Euro féminin: le discret Gerhardsson veut faire briller les Suédoises

Seul sélectionneur homme encore en course dans les demi-finales de l'Euro féminin de football, le discret coach suédois, Peter Gerhardsson veut avant tout faire briller ses joueuses, qui défieront l'Angleterre, mardi, à Sheffield (21h00).

A son arrivée sur le banc des jaunes et bleues, en 2017, la Suède semblait sur une spirale descendante après avoir quitté le top 10 mondial pour la première fois de son histoire.

Il avait succédé à Pia Sundhage, une légende du football suédois puisqu'elle avait terminé meilleure buteuse et meilleure joueuse du tout premier Euro, en 1984, qui reste à ce jour leur seul trophée majeur hommes et femmes confondus.

Médaillée d'or aux JO-2008 et 2012 et finaliste du Mondial-2011 comme coach des USA, elle n'avait pas connu le même succès en Suède, éliminée en demie de "son" Euro, en 2013 et en quart, il y a cinq ans, ce qui avait précipité son départ.

Personnalité médiatique et invitée régulière des plateaux télé, Sundhage était à l'opposé de ce qu'est Gerhardsson qui ne recherche pas la lumière et la célébrité.

"Je traque constamment la perfection et ce serait évidemment d'arriver au sommet.

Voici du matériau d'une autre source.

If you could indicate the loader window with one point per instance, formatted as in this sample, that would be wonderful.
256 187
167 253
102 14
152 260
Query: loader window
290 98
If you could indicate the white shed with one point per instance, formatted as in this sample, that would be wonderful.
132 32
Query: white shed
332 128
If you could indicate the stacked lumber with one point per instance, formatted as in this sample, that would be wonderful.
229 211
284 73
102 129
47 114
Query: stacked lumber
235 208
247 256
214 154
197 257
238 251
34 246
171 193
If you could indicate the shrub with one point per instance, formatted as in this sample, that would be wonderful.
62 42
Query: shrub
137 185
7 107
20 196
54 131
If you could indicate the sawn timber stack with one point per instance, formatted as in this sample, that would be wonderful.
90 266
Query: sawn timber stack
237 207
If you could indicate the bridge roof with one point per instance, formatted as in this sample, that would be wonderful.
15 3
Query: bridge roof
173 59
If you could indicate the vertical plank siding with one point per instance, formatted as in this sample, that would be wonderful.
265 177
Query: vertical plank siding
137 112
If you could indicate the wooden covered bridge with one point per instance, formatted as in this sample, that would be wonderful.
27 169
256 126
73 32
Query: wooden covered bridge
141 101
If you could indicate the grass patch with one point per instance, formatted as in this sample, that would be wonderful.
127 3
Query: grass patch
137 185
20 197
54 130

Mais ce qui me rendrait encore plus heureux, c'est de voir les joueuses heureuses, remporter l'or... J'en retirerais bien plus" de satisfaction, avait assuré le coach de 62 ans au journal Dagens Nyheter, en juin.

Depuis qu'il est en poste, son principal objectif a été de rester autant que possible dans l'ombre.

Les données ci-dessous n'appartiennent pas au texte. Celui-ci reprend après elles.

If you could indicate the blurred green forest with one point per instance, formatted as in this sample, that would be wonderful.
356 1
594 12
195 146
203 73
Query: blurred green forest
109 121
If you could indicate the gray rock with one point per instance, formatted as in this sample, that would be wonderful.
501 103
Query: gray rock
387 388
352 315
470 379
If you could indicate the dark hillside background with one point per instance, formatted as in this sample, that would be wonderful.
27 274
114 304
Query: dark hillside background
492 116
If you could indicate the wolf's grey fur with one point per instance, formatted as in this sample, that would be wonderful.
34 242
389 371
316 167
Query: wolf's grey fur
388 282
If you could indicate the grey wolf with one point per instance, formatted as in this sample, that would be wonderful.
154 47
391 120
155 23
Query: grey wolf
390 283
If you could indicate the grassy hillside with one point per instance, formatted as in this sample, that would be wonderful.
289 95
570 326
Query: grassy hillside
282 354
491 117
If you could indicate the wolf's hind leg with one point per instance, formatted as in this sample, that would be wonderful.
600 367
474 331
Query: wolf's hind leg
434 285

"Je veux que les joueuses soient celles qui sont le centre de l'attention", avait-il expliqué.

- "Expert en changement d'avis" -

Avec une médaille de bronze au dernier Mondial et d'argent aux JO de Tokyo, elles sont en tout cas redevenues des candidates déclarées au titre dans toutes les compétitions et pointent juste derrière les Etats-Unis au classement Fifa.

"Pia Sundhage a permis au football féminin de s'élever, Peter Gerhardsson a permis à la sélection nationale de se relever", avait joliment résumé le chroniqueur sportif du Svenska Dagbladet, Anders Lindblad juste avant un match amical, en juin, contre le Brésil où officie désormais Sundhage.

Devant 33.000 personnes réunies dans la Friends Arena de Stockholm, un record, la Suède avait surclassé les Brésiliennes 3-1.

Avant de prendre en main la sélection, Gerhardsson, qui a notamment joué à Hammarby, entraînait BK Häcken, un club de Göteborg, qu'il avait emmené à la victoire en Coupe de Suède en 2016.

Coach très apprécié, il aime cultiver face aux médias une image de perfectionniste un tantinet nonchalant.

"Je suis un expert en changement d'avis", leur avait-il expliqué avant le premier match de poule contre les tenantes du titre néerlandaises (1-1).

Interrogé pour savoir s'il avait tranché entre une défense à trois ou à quatre, il avait répondu d'un petit oui hésitant, ajoutant immédiatement qu'il lui était déjà arrivé de changer d'avis juste avant un match.

"Je pense que j'ai pris ma décision, mais je ne me fais pas confiance", avait-il ajouté, expliquant que ses adjoints pouvaient encore faire basculer les choses et, qu'à tout prendre, cela permettait de laisser le futur adversaire dans le brouillard.

Mais, mardi, il n'y aura plus d'hésitations possible si la Suède veut franchir l'obstacle anglais et rêver à l'or.